Part 6: (Optional) Intersectional Bias

  • Is the FNR significantly higher for Black women than it is for Black men?

First, prepare the data frame:

import pandas as pd
df = pd.DataFrame(X_test, columns = features_to_use)
df["group"] = group_test
df["label"] = y_test

Get the confusion matrix for Black Men and Black Women:

y_hat = model.predict(X_test)

cm2_men = confusion_matrix(y_test[(group_test == 2)& (df['SEX'] == 1.0)], y_hat[(group_test == 2)& (df['SEX'] == 1.0)])
cm2_women =confusion_matrix(y_test[(group_test == 2)& (df['SEX'] == 2.0)], y_hat[(group_test == 2)& (df['SEX'] == 2.0)])

print("Confusion matrix for Black Men:")
print(cm2_men)

print("Confusion matrix for Black Women:")
print(cm2_women)
Confusion matrix for Black Men:
[[513  83]
 [ 62 261]]
Confusion matrix for Black Women:
[[568 143]
 [ 76 339]]

Calculate and compare the FNR for Black Man and Black Women in my model:

FNR_black_men = cm2_men[1][0]/(cm2_men[1][0] + cm2_men[1][1])
FNR_black_women = cm2_women[1][0]/(cm2_women[1][0] + cm2_women[1][1])
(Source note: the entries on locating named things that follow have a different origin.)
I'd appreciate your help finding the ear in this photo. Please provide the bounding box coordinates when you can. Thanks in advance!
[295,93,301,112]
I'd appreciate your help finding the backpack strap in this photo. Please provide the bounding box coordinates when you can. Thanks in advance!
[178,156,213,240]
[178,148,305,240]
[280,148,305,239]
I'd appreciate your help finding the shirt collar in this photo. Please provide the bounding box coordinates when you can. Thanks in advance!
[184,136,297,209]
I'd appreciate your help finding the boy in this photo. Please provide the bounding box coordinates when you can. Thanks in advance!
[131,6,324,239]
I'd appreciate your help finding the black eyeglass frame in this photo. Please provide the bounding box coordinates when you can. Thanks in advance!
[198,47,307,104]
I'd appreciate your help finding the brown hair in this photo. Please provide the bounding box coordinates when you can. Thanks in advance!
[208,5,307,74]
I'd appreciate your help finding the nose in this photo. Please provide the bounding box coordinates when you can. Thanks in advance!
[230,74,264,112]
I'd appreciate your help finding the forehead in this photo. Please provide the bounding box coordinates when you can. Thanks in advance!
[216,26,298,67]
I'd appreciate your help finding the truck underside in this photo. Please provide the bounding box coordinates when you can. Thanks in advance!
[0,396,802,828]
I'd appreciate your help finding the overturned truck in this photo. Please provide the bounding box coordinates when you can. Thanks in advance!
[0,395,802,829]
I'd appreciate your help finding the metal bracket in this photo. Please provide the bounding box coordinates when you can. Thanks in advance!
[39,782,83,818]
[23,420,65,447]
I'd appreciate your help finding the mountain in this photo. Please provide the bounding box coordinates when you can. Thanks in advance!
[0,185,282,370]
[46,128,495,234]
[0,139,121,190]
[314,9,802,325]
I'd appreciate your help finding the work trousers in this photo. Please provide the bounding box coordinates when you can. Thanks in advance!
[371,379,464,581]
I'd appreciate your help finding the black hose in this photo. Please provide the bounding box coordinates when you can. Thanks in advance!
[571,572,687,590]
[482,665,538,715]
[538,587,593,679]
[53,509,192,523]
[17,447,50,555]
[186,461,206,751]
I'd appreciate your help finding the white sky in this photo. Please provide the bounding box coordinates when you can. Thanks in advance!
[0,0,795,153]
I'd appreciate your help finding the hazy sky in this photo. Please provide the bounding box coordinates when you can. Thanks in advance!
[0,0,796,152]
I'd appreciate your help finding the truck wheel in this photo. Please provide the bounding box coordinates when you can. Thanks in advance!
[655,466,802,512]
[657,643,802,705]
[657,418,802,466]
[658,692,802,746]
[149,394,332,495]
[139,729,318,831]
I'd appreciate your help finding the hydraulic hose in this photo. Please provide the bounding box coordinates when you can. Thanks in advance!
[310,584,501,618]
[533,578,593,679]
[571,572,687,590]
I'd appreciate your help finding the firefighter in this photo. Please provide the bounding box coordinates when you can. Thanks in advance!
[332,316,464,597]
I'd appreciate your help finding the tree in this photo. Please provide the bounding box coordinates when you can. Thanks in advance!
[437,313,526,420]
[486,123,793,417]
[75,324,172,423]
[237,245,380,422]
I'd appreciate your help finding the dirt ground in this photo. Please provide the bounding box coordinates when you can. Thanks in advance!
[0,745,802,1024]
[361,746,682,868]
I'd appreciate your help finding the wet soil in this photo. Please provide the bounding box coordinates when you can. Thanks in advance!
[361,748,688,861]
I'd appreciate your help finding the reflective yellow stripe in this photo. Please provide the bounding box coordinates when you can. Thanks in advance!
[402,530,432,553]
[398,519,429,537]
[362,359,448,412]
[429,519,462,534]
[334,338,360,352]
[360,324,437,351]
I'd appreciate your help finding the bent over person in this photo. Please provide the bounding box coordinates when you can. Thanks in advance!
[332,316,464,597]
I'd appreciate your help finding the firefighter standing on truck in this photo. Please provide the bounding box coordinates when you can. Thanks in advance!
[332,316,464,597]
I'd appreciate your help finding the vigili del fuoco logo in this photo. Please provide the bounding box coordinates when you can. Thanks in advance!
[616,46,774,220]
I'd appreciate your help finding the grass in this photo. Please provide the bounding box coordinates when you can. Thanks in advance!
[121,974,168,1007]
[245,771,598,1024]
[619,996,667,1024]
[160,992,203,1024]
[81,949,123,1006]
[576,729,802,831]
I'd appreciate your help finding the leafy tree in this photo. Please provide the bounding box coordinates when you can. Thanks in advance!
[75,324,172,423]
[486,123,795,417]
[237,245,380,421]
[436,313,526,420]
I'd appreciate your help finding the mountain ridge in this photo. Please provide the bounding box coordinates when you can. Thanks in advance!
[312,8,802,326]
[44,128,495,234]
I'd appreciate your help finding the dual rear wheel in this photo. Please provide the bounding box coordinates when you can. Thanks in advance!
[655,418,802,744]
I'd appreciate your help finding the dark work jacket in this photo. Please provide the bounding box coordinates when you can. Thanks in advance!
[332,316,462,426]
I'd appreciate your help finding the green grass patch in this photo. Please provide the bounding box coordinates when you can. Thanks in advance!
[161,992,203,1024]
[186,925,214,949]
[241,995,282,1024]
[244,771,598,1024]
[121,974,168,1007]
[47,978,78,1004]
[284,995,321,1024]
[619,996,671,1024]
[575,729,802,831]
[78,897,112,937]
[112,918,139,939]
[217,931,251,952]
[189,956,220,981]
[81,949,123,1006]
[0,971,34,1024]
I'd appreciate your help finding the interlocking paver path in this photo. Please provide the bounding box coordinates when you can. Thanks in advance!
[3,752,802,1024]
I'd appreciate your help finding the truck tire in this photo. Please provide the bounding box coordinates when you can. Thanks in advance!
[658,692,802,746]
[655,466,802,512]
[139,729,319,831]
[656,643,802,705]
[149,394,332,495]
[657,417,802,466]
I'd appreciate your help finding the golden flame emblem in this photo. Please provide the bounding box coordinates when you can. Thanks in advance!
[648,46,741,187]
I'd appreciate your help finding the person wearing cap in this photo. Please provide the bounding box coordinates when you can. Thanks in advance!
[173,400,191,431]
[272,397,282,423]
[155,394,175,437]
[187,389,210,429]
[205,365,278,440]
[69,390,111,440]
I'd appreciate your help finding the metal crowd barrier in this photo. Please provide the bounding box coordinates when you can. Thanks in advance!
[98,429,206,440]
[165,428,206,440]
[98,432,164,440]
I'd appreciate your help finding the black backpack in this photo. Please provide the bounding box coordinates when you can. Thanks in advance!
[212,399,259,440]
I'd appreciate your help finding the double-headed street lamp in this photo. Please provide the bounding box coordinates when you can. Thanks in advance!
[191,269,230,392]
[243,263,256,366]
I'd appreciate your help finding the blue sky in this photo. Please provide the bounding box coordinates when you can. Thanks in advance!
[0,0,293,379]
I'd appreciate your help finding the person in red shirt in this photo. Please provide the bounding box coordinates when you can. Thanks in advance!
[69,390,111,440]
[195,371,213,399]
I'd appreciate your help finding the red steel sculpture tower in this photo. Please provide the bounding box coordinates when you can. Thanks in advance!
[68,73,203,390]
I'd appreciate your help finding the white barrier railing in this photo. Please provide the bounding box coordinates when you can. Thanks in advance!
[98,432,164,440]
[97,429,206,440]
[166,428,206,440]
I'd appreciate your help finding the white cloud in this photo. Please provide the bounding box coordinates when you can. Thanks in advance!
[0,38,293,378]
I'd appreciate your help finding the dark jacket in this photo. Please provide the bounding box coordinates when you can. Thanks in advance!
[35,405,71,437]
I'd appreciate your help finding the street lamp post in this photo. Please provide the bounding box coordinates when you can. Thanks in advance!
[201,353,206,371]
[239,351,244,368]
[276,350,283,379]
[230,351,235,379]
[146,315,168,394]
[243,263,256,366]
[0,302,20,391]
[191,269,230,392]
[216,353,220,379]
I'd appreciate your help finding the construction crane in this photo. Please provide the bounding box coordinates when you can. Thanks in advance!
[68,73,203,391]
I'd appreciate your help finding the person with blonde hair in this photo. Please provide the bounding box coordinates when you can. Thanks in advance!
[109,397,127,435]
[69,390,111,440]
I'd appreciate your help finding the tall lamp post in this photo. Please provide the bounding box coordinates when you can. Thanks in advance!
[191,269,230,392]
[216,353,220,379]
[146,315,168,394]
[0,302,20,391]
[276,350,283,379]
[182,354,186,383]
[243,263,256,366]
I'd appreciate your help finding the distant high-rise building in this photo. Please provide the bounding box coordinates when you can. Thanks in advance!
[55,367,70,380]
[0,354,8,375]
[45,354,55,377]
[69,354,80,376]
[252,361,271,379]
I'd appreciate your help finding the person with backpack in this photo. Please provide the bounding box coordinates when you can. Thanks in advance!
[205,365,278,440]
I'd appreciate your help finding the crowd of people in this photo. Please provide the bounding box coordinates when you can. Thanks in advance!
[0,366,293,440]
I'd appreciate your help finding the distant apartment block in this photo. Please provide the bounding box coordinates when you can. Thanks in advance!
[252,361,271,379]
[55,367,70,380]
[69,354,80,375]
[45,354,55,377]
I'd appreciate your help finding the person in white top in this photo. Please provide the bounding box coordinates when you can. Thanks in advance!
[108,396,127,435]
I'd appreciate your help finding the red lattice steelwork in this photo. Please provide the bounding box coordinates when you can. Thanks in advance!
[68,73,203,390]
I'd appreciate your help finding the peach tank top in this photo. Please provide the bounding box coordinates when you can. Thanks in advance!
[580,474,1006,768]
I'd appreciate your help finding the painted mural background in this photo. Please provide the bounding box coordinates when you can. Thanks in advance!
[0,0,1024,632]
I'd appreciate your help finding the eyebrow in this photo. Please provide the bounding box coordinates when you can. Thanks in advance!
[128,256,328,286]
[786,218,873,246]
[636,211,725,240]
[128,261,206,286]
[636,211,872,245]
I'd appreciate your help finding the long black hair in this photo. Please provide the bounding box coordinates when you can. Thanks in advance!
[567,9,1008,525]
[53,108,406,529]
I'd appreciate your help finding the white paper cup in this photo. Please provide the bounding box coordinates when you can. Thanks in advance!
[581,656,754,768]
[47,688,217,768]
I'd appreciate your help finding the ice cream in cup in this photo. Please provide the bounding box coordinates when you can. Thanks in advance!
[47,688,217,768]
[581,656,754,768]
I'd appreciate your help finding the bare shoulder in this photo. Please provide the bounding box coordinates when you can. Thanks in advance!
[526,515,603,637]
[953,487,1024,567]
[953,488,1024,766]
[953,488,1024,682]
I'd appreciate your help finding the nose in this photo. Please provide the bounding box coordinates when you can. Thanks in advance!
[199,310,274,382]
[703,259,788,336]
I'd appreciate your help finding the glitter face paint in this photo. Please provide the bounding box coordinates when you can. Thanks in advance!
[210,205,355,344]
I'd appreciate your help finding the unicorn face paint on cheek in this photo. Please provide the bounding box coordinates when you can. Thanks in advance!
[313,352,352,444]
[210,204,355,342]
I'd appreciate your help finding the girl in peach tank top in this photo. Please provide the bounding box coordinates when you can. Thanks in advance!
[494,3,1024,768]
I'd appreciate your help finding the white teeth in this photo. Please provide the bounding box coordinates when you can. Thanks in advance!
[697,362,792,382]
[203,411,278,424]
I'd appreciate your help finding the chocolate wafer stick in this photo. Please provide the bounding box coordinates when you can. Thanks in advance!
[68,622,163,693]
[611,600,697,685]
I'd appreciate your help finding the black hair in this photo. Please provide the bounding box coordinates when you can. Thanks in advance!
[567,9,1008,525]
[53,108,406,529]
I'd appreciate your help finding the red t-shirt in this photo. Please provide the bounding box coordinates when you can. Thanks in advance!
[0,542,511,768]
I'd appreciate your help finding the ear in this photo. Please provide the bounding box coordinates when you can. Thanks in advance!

print(f"The FNR for Black Men is {FNR_black_men}.")
print(f"The FNR for Black Women is {FNR_black_women}.")
The FNR for Black Men is 0.19195046439628483.
The FNR for Black Women is 0.18313253012048192.
Conclusion:

Based on the calculation, 19% of employeed Black men are misclassified as unemployeed, while 18% of employeed Black women are misclassified as unemployeed.

The FNR is for Black Women is approximately the same as it is for Black Man, which implies that employeed Black women are as likely to be misclassified as unemployeed as employeed Black men. There does not exist a gender bias among Black/African Americans.